After Hopes and Fears, the band released Under the Iron Sea (in 2006) and Perfect Symmetry (in 2008), both receiving immense praise and encouraging throngs of fans worldwide to attend their live shows. For the Perfect Symmetry tour, they visited 28 countries’ worth of packed venues – Russia to Australia, Columbia to South Korea, Lebanon to Switzerland… And somehow they had time between dates to slip into the studio to record a few tracks.
It’s those tracks you’ll find on their new album – Night Train. And I have to say that I don’t know why I didn’t latch on to Keane’s rich melodies and deep lyrical meaning in the last 6 years. I doubt that they’ll continue to fade into the background when they’re on my radio.
With only eight tracks, Night Train doesn’t have a lot of time to grab your attention, so it doesn’t waste any. From the opening beats of “Back in Time” to the amazing “My Shadow”, the album rises and falls effortlessly across a varied musical landscape. And while I may not personally appreciate all of their genre-defying collaborations with fast-rising Somali/Canadian rapper K’Naan or Japanese baile funk MC Tigarah, I applaud the band taking chances to broaden their already impressive appeal.
Among my favorites on the album are “Back in Time,” which to me sounds like a plea to stop the world… “Time, I wait for you / Hibernating hoping life will start again” evokes an image most of us have struggled with in life from time to time.
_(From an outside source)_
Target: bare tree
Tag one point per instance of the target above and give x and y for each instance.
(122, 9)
The feelings of loss and sadness after a particular loss forcing someone to hide away for a while while the pain fades. The driving synthesizer and drum beats, like a heartbeat, keep the song pumping as Chaplin’s vocals evoke that painful plead.
As a band that I always associated with synthesizers and rock guitars, the acoustic guitar and percussive claps that open “Clear Skies” caught me a bit off guard. The almost upbeat music almost hides the sadness of the lyrics – wanting to feel the certainty of those who survived. “And I wish that I could be / Everything you are, everything you are / And I wish that I could state / My faith the way you do, as certainly as you…” Like the passing of a storm, “Clear skies gonna fall on you…” This definitely evoked television news memories of the Katrina aftermath for me.
“Your Love” sounds like it came right out of the 1980s with its drum machine-sounding beats and background keyboards, with a dash of today’s darker romantic vibe. As the singer lay on the floor, fallen to floor under the influence of the drug that is love… “The chemicals react, the molecules collide / The poison works its way somewhere down inside…” – what a dark, almost technical description of the effect of love’s drug set to the innocuous, happy beats of an earlier age.
But by far my favorite is “My Shadow,” with it’s haunting message of love and new beginnings. Like an exploding universe, “And you will see my shadow on every wall / And you’ll see my footprint on every floor…” as the spark of lust and love that kick off the start of new possibilities. “It only takes a spark / to tear the world apart / these tiny little things / that make it all begin.” And beneath it all, the driving keyboards and harmonies to drive the point home.
Keane’s new album Night Train takes no prisoners as the band experiments with ideas, styles, and collaborations that will find their way onto the radio once again to become more than simply notes in the background. Even if you’ve not heard Keane before, give this album a listen.